Ein kleiner Krüppel dem ein Schlitten statt der Beine diente, brachte aber sammt dem Sträflinge die Nachricht ins Städtchen, daß Pater Rochus ein Jude sei. Und während dieser sich damit in ängstlicher Hast beschäftigte, dem Prior seine Geheimnisse zu offenbaren und zu erklären, um fliehen zu dürfen, kam ein Schlag andrer Art für den falschen Capuziner. Stadtknechte erschienen und verlangten den Juden Ben Salomon zu sehen, den sie augenblicklich banden und nach dem Gefängnisse brachten. Er, der Chemiker, der blasse Adept war derjenige, welcher in Valenciennes dadurch die Pest gemacht hatte, daß er die Brunnen vergiftete. Man hatte sein Vermögen längst eingezogen und seine Frau zum Thore hinausgejagt. Jetzt hatte sich der Jude sogar als Klostergeistlicher weihen lassen . . . Der Prior seufzte; Salomon war unrettbar dem Tode verfallen und das Urtheil, er solle in Cambray aus Gnade mit einem Pulversack unter dem Halse verbrannt werden, ließ vom geistlichen und weltlichen Gerichte bestätigt, nicht lange auf sich warten. Während Mirjam in Namur im Gefängniß als seine vermuthliche Mitschuldige schmachtete, mußte Ben Salomon den Holzstoß in Gegenwart einer unübersehbaren Menschenmenge besteigen. Die hohen Gerichtspersonen, der ganze Klerus war gegenwärtig . . . Der Henker hielt bereits die brennende Fackel in der Hand um dem armen Sünder sein Phönixfeuer anzuzünden.

Da wird die Menge unruhig, Geschrei ertönt; die Leute drängen sich . . . Der fette Erzbischof ist unter Convulsionen niedergesunken und liegt im Sterben.

Der Prior Deodatus hatte vergebens Alles angewandt, um seinen getreuen Gefährten zu retten. Jetzt trat er vor.

– So fiel ich nieder und der dort am Pfahl gab mir das Leben wieder, wie so vielen unter Euch!

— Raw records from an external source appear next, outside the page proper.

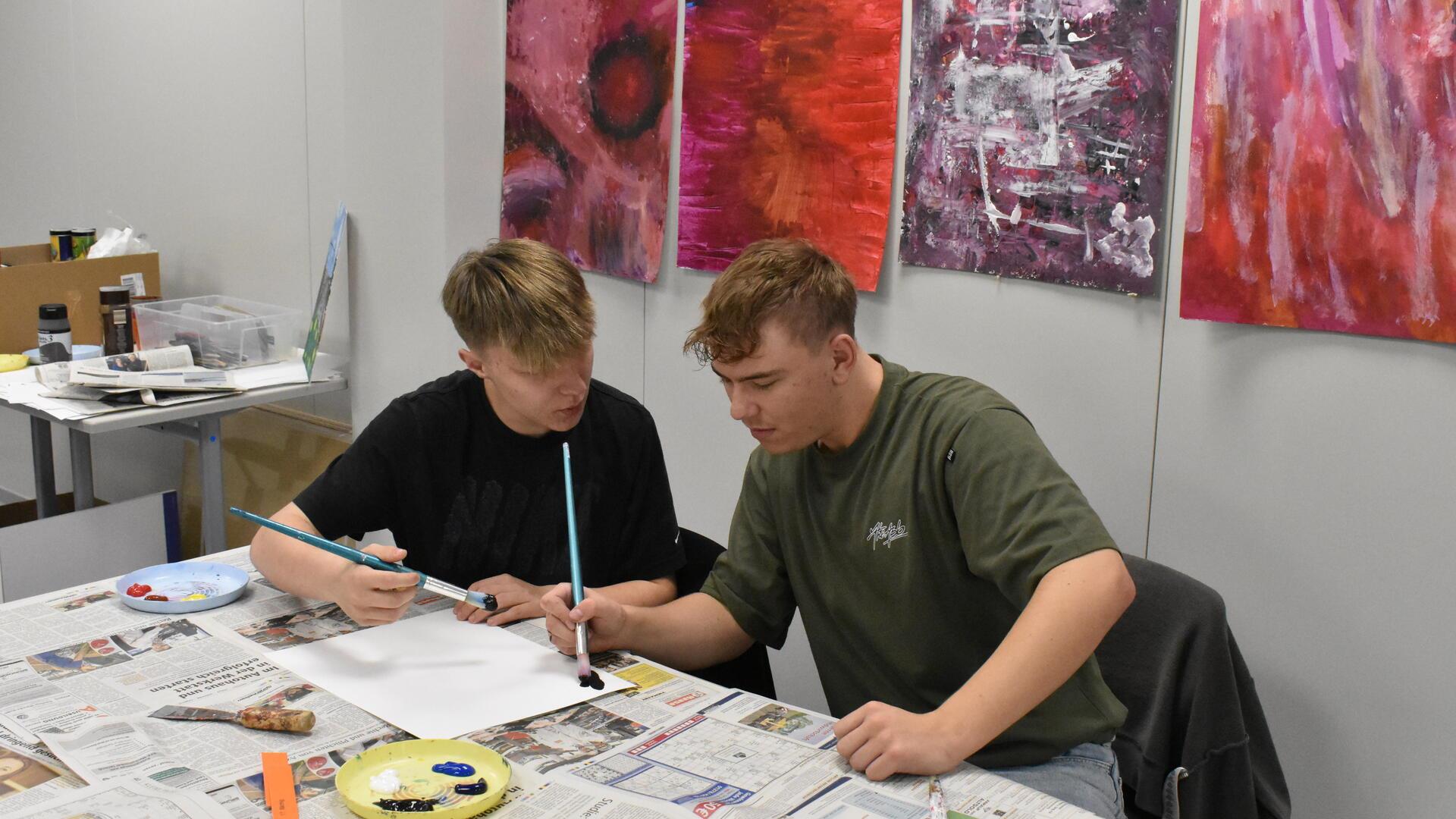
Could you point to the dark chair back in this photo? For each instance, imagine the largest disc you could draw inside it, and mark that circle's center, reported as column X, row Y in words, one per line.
column 750, row 670
column 1196, row 744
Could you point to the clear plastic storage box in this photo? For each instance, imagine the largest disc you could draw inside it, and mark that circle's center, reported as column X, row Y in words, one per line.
column 220, row 330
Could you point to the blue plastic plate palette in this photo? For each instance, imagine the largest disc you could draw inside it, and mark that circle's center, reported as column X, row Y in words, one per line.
column 218, row 585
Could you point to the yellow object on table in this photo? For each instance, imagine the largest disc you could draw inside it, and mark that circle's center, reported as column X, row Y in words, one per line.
column 408, row 764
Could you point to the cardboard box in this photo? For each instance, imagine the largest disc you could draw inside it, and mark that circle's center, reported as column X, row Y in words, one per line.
column 34, row 280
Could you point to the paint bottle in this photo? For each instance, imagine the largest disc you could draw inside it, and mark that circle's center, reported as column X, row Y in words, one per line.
column 82, row 240
column 60, row 245
column 55, row 334
column 115, row 319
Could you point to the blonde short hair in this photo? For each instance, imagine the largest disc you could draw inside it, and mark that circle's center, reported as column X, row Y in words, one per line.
column 525, row 297
column 785, row 279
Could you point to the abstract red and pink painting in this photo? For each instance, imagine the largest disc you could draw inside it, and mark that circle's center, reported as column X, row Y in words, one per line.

Laßt ihn wenigstens lebendig, damit er den hochwürdigsten Erzbischof rette; denn ich weiß, er kann’s! rief der Prior aus allen Kräften.

Ben Salomon ward losgebunden. Mit schwimmenden Blick sah er den dicken Prälaten an.

– Die Pest! sagte er. Schlagt dem Herrn Erzbischof, bis die Fußsohlen bluten und laßt mich frei. Ich schwöre, ich kehre zurück.

In seinem Leichenhemde, von Schaaren des Volkes umgeben, schritt der arme Sünder zum Apotheker, kam in einer halben Stunde zurück und eine Stunde darauf konnte der Erzbischof befehlen, daß Ben Salomon sammt seiner Familie frei und ehrlich nach Deutschland geschafft werde.

Prior Deodatus wußte die Kunst Gold zu machen; der Jude hatte sie ihm aus Dankbarkeit schriftlich erklärt. Aber der Prior nahm sein Geheimniß in’s Grab. Von Ben Salomon hörte man nichts mehr.